Offline Accessibility Assistant for Visually Impaired People
There are roughly 40 million blind people in the world, and another 250 million with moderate-to-severe vision loss. Most of them don't own flagship phones. Almost none of them can afford monthly AI subscriptions. And yet every "AI vision assistant" on the market requires a cloud connection, a modern iPhone, or both.
Atlas Sight exists because accessibility shouldn't have a paywall. It runs entirely on-device — no internet, no accounts, no subscriptions, no cloud tokens, no data leaving your phone, ever. A $200 Android phone or a Raspberry Pi is all you need. You talk to it, it describes the world. That's the whole deal.
This is assistive technology for real people navigating real sidewalks, reading real medicine labels, and asking for help in real emergencies. Every design decision — from the tiny model sizes to the vibration patterns — was made with that person in mind.
There is no visual interface. You don't need to see anything to use Atlas Sight.
You talk to it ("Hey Atlas, what do you see?"), tap the screen (double-tap to describe, swipe to switch modes), or shake the phone for emergencies. It responds with clear spoken descriptions, audio tones, and vibration patterns — all designed to be understood without sight.
The camera sees the world. The AI describes it. You hear it. That's it.

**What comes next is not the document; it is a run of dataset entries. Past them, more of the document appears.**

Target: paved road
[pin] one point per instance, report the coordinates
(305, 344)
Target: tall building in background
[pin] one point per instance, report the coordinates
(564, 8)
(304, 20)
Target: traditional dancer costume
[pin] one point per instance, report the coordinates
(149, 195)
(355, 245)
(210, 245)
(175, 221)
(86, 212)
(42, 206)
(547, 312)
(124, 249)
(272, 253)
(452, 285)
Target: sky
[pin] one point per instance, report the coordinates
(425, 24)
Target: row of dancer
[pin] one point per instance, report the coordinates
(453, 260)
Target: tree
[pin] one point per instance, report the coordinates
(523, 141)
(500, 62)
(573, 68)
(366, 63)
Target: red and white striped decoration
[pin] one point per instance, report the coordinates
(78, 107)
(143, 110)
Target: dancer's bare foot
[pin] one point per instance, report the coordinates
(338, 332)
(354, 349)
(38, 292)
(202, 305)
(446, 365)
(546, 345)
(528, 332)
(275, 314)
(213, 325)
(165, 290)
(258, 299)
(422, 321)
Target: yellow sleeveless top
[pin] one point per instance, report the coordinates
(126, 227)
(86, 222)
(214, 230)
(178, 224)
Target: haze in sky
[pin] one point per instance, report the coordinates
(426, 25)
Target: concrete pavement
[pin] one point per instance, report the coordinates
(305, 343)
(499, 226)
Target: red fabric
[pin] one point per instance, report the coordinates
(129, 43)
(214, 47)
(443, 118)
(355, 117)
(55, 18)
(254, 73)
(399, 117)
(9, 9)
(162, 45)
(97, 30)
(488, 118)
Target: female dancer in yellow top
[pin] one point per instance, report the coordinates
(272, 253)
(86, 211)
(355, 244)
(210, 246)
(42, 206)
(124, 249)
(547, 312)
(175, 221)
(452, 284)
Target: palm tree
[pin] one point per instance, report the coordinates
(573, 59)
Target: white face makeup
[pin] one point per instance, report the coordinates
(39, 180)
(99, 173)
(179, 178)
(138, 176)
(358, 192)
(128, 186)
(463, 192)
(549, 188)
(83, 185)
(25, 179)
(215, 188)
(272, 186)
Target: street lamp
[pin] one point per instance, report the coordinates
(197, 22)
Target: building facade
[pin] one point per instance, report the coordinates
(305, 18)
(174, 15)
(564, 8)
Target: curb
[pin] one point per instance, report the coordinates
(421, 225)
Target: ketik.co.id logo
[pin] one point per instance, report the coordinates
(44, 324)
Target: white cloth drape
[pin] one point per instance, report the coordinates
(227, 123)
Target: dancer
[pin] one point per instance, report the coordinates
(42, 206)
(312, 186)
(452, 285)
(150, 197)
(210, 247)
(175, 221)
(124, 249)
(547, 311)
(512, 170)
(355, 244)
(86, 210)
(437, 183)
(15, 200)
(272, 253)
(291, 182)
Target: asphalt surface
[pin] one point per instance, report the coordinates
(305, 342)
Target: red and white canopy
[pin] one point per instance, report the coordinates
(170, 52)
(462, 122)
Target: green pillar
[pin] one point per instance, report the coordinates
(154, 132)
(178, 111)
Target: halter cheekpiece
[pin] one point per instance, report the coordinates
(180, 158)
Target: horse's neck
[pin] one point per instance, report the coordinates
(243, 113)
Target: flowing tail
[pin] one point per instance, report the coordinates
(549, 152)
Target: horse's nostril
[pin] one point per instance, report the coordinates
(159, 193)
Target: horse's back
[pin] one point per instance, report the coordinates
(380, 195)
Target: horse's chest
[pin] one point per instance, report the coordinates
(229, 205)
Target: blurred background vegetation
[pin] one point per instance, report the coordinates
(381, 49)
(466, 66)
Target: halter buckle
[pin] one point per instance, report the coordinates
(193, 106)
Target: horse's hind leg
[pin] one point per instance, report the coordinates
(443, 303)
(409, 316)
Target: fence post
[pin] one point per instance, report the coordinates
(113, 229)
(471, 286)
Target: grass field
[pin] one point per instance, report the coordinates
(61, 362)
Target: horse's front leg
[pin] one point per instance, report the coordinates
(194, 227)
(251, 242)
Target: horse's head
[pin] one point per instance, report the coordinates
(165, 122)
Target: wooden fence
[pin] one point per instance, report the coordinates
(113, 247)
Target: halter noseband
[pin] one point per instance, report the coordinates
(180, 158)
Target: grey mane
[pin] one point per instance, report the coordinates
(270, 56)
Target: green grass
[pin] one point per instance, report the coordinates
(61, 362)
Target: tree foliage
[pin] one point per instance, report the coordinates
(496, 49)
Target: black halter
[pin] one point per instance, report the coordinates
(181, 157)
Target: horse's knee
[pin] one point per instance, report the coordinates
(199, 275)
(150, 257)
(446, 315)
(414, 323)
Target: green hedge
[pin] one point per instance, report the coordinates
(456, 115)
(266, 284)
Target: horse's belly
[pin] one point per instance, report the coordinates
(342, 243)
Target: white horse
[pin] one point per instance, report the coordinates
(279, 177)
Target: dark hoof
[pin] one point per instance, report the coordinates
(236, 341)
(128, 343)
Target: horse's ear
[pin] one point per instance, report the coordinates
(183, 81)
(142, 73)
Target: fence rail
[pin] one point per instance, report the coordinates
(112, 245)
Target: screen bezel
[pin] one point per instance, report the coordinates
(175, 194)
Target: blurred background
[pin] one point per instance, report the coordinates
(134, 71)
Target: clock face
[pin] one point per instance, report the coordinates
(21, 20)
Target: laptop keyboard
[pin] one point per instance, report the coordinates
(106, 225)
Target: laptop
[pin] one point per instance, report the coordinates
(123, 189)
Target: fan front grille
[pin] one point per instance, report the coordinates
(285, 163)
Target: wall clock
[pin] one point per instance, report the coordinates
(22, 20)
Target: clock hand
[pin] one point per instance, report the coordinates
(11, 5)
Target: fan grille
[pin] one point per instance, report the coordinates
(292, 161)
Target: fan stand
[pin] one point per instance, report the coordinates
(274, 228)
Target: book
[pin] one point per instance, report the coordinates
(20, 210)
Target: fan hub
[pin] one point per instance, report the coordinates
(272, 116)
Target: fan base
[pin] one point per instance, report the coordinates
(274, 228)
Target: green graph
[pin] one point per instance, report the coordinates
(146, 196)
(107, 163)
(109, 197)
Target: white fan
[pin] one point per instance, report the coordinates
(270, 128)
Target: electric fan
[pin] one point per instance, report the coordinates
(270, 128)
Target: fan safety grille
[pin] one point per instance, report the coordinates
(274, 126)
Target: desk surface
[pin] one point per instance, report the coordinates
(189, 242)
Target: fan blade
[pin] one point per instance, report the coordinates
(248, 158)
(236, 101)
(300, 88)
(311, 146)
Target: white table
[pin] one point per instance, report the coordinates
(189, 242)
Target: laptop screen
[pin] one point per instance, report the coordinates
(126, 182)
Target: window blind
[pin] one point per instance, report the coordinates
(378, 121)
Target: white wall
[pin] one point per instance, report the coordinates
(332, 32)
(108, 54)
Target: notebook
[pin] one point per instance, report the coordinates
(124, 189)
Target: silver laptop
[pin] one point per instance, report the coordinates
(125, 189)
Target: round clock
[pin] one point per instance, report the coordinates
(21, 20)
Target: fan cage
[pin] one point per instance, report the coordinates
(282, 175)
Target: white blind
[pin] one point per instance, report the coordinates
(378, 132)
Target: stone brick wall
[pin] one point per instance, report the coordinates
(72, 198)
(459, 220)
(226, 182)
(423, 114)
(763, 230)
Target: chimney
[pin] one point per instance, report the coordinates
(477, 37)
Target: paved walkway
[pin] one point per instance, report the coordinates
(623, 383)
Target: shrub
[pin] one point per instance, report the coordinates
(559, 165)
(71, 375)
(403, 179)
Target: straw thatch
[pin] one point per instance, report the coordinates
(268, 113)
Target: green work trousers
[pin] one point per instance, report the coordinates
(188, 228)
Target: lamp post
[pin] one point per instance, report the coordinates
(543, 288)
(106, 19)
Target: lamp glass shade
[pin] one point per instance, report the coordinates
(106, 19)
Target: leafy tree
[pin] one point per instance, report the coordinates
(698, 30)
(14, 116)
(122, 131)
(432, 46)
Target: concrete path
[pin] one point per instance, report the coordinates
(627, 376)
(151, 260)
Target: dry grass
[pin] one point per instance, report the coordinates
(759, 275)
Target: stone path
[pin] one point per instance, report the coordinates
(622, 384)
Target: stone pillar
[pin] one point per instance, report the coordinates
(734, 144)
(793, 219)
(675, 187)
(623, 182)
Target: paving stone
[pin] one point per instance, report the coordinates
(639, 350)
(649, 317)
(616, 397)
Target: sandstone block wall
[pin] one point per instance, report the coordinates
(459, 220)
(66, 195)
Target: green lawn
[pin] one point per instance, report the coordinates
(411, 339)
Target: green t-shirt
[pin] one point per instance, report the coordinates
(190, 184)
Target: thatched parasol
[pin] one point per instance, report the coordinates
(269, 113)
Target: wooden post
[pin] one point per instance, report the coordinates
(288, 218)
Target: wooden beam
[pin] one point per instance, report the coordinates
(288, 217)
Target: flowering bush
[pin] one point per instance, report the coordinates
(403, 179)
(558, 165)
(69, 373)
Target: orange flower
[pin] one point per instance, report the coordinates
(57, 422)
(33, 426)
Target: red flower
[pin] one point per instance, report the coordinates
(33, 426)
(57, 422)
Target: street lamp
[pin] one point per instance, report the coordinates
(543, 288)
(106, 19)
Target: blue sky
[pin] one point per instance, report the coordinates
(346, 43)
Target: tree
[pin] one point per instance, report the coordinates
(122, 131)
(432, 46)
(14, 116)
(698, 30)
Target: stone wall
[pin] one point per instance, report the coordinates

Say "Hey Atlas" (or just "Atlas") to wake it up, then speak a command:
| Command | What it does |
|---|---|
| "What do you see?" / "Describe the scene" | Capture a frame and narrate what's visible |
| "Read the text" / "What does it say?" | Find and read aloud any visible text (signs, labels, menus) |
| "Where am I?" / "My location" | Announce compass heading, landmarks, and surroundings |
| "What's ahead?" / "Check for obstacles" | Scan for obstacles and report distances |
| "What is this?" / "Identify" | Describe the object you're pointing the camera at |
| "Start navigation" / "Guide me" | Switch to navigation mode with continuous obstacle warnings |
| "I need help" / "Emergency" / "SOS" | Activate emergency mode — detailed location + surroundings |
| "Remember this place" / "Bookmark" | Save the current scene and location for later |
| "Say that again" / "Repeat" | Replay the last spoken description |
| "More detail" / "Elaborate" | Switch to detailed descriptions |
| "Keep it brief" / "Be concise" | Switch to brief, one-sentence descriptions |
| "Speak louder" / "More volume" | Increase voice volume |
| "Speak softer" / "Quieter" | Decrease voice volume |
| "Speak faster" / "Speed up" | Increase speech speed |
| "Speak slower" / "Slow down" | Decrease speech speed |
| "Stop talking" / "Be quiet" | Silence current speech |
You can also say specific values: "Set volume to 80" or "Set speed to 1.5".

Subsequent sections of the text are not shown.